Rescuers are scouring through what remains of destroyed homes as part of an intense ground search in southeast Alabama on Monday after a deadly tornado tore through the region, killing least 23 and leaving a number in the "double digits" of people who are missing.
"It looks almost as like someone took a giant knife and just scraped the ground. There are slabs where homes formerly stood," he told reporters. "Whole forested areas, trees are just snapped and lying on the ground."
Jones said the death toll remained at 23 people as of 2 p.m. but may rise as the day goes on. Lee County Coroner Bill Harris said at an afternoon news conference that three children, ages 6, 9, and 10 were among the dead in Sunday's tornado.
"I have not seen this level of destruction ever in my experience here in Lee County," the sheriff said. "We have not had anything of this nature before."
The tornado impacted what the sheriff described as a rural area that had a lot of mobile homes and manufactured-type housing. The twister created a debris field that spread over hundreds of yards, according to Jones, with some debris being thrown a half-mile away.
"In some locations, complete residences are gone," he said.
A group of "well over" 100 rescuers were out Monday morning searching through the storm's path, and Jones expected nearly 200 people will fully be involved as the day goes on. Also assisting are canine teams that are coming from all over Alabama.
"We're just going to focus with all our teams on the ground, specific assigned sectors that these teams are going to," Jones told "America's Newsroom." "A lot of volunteers have come forward. We have the assets in place. It's all about being able to cover the affected area."
An untold number of people were also transported to area hospitals with "very serious injuries," according to Jones, who did not have an exact number but told reporters they were being treated for a "range of injuries."
The National Weather Service said that preliminary damage shows a tornado with at least an EF-4 rating caused the destruction in Alabama with winds estimated at 170 mph.
Chris Darden, meteorologist-in-charge at the NWS' Birmingham office said at a news conference it was the deadliest tornado in the United States since the twister that hit Moore, Oklahoma in 2013. The storm had a track of at least 24 miles.
Alabama Gov. Kay Ivey said the tornado ravaged a "tight-knit" community of people.
"We lost children, mothers, fathers, neighbors, and friends," she said.
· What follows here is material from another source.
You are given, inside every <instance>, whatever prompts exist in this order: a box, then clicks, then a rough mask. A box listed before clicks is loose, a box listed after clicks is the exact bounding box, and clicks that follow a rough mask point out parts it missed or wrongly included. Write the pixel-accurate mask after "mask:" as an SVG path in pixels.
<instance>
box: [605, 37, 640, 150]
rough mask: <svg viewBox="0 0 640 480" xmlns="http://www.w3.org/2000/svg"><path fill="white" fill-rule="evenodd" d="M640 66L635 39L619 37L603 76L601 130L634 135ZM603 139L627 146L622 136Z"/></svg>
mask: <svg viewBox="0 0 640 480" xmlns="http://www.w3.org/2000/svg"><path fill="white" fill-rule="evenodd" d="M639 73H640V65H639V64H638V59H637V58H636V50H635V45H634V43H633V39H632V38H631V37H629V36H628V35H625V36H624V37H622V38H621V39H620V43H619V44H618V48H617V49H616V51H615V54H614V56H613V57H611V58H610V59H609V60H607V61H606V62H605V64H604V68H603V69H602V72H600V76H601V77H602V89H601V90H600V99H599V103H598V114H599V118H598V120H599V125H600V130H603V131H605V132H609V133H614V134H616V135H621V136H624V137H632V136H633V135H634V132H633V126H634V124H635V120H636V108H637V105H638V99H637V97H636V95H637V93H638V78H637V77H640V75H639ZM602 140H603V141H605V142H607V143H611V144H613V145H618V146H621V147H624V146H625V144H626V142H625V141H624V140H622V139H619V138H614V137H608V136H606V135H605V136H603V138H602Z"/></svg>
Scott Fillmer told the Associated Press was at home in the rural community of Beauregard when the storm hit in Lee County.
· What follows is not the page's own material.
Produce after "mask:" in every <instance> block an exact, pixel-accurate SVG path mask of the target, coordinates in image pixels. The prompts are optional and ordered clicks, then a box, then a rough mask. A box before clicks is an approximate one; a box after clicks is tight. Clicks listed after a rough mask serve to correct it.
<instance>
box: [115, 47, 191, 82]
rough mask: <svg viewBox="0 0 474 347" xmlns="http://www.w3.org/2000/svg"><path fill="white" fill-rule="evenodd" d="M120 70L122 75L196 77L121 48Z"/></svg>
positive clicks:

"I looked out the window and it was nothing but black, but you could hear that freight train noise," Fillmer said.
Another woman told Fox News how she escaped injured.
"So I grabbed my dog and went and got in the closet and I'm sitting there holding the door just in case because it didn't close all the way. And a few minutes later, that's when I could hear all the wind and the house moving," she said.
Describing rescue efforts Sunday night, a local mayor told Fox News: "We had to cut our way in with chainsaws and tractors to get to these people and make sure everyone was okay. We had some elderly people that were trapped in their houses.
"Words cannot describe it. Trailer homes turned upside down, the damage is unbelievable," he added.
In a tweet late Sunday, President Trump said: "To the great people of Alabama and surrounding areas: Please be careful and safe. Tornadoes and storms were truly violent and more could be coming. To the families and friends of the victims, and to the injured, God bless you all!"
The president said Monday that the Federal Emergency Management Agency has been told to give the "A Plus treatment to the Great State of Alabama" in the wake of the deadly storms.
No deaths had been reported Sunday evening from storm-damaged Alabama counties other than Lee County, said Gregory Robinson, spokesman for the Alabama Emergency Management Agency. But he said crews were still surveying damage in several counties in the southwestern part of the state.
Numerous tornado warnings were posted across parts of Alabama, Georgia, Florida and South Carolina on Sunday afternoon as the storm system raced across the region. Weather officials said they confirmed other tornadoes around the region by radar alone and would send teams out Monday to assess those and other storms.
Fox News' Frank Miles and The Associated Press contributed to this report.